By Dennis Gruending
I return to Saskatchewan every summer to visit friends and relatives and usually I drop in at St. Peter’s Abbey near Humboldt. I attended boarding school there in the 1960s and I retain a respect and fondness for the Benedictine monks. I spent several hours on my 2008 visit with Father Andrew Britz, the former editor of the Prairie Messenger, a newspaper published by the monks since 1904. Andrew, ill with Parkinson’s disease, asked if I would work with him to compile an anthology of his best writing during a long tenure as editor between 1983 and 2004. Our collaboration has resulted in a book called Truth to Power: The Journalism of a Benedictine Monk, which has been released by Kingsley Publishing of Calgary.

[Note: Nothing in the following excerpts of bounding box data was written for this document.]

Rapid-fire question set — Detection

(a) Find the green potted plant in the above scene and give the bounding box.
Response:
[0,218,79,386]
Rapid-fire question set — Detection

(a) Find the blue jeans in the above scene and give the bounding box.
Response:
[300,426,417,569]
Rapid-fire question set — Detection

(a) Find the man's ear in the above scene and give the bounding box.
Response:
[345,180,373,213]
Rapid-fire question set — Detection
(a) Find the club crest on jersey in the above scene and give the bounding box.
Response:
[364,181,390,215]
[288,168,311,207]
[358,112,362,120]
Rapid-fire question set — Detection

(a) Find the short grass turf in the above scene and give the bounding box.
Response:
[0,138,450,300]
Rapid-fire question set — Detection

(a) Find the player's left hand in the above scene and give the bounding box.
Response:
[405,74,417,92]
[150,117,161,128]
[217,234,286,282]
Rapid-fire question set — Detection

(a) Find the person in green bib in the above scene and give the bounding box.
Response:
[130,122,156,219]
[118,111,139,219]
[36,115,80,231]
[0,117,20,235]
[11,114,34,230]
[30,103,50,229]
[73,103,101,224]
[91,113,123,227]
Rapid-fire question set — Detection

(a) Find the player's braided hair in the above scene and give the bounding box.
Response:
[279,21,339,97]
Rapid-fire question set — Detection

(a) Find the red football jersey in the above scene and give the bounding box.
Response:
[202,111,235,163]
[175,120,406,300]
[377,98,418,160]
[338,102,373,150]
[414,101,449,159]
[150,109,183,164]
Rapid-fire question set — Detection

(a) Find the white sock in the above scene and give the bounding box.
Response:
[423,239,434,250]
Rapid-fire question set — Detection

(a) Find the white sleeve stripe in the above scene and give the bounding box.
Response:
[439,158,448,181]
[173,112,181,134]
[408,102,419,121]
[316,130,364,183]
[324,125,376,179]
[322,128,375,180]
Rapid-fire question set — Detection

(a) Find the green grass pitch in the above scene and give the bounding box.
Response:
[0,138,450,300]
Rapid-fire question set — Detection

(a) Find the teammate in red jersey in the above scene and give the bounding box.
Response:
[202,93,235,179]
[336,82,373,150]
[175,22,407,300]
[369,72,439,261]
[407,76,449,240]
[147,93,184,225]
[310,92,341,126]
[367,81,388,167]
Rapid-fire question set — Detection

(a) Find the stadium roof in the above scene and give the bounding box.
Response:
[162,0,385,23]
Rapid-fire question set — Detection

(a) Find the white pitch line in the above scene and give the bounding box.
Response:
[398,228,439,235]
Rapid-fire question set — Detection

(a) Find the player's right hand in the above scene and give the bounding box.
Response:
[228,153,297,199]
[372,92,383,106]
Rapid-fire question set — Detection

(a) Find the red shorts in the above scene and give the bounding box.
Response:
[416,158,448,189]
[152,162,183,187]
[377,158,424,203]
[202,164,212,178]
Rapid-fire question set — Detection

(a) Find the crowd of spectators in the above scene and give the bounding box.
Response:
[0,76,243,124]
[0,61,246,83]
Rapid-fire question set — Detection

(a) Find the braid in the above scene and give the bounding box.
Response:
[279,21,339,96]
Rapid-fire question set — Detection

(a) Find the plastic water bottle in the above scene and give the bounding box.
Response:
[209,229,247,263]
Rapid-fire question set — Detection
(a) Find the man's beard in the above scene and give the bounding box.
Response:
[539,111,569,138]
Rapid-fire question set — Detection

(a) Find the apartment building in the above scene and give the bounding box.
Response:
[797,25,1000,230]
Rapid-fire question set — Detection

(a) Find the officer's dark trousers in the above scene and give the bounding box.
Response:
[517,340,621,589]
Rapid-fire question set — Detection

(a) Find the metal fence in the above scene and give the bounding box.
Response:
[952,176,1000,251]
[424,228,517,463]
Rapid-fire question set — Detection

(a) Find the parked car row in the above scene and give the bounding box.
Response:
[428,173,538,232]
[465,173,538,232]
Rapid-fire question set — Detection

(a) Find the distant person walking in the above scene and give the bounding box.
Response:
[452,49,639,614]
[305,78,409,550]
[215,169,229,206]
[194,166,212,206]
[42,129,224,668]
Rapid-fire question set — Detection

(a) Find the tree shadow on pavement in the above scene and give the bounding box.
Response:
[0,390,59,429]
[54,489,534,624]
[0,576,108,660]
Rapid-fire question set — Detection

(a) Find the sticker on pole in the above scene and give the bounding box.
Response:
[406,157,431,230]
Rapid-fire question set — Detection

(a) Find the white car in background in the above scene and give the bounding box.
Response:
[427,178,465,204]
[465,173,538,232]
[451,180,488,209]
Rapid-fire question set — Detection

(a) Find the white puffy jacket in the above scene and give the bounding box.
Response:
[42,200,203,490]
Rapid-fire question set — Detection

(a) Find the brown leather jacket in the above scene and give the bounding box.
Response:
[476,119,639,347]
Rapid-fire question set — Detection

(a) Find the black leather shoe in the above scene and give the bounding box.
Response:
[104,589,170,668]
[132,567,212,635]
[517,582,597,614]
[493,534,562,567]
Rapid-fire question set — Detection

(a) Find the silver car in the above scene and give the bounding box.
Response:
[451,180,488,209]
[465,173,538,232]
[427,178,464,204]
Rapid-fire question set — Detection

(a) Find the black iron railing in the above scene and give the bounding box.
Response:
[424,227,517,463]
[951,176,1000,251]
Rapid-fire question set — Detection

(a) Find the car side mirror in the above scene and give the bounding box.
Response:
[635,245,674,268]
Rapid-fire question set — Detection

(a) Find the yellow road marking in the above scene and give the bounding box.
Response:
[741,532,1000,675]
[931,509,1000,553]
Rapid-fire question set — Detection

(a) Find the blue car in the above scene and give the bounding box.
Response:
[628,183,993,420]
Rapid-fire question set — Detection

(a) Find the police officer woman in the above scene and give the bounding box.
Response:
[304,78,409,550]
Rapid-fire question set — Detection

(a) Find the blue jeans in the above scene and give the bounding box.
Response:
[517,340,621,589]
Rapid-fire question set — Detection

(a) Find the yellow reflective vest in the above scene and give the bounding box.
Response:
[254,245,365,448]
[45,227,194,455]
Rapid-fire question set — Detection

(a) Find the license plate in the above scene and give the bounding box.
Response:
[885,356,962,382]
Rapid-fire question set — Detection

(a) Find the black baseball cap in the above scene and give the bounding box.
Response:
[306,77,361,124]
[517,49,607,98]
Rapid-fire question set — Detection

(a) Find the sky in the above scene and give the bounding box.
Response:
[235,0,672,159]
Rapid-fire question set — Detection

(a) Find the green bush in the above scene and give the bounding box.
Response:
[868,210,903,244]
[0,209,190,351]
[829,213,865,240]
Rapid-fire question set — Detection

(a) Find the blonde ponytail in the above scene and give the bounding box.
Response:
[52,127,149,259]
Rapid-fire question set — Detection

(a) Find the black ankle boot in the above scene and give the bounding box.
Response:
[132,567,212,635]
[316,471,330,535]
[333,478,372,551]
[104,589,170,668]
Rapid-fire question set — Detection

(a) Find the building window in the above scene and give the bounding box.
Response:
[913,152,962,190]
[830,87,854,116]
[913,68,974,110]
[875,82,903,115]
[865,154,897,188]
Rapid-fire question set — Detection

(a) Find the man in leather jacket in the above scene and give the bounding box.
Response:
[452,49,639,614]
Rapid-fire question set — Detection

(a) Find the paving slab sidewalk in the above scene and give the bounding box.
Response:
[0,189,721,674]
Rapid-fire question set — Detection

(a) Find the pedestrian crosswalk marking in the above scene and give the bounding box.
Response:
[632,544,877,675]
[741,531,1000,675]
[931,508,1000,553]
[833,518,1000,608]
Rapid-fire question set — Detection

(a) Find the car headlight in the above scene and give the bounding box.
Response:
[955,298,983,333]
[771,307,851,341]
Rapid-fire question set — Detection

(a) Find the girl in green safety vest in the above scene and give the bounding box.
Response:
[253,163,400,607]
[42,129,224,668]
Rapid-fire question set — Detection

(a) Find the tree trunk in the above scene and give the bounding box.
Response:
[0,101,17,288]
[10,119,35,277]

The book delves into debates and issues that have raged in Canadian church and society for the past twenty-five years: birth control, abortion, euthanasia, priestly celibacy, ordination of women, the church’s treatment of homosexuals, fundamentalism, ecumenism, sexual abuse, economic injustice, environmental abuse, and militarism. Andrew was, and remains, deeply committed to his church but he was fearless in speaking truth to popes and prime ministers, capitalists and clerics. His efforts were often not appreciated by those in power, not to mention some of his more traditional readers. There were discreet and at times public complaints about him to his abbot but Andrew’s monastic community protected him and allowed him to speak courageously. He called the church to a new age in the service of humanity.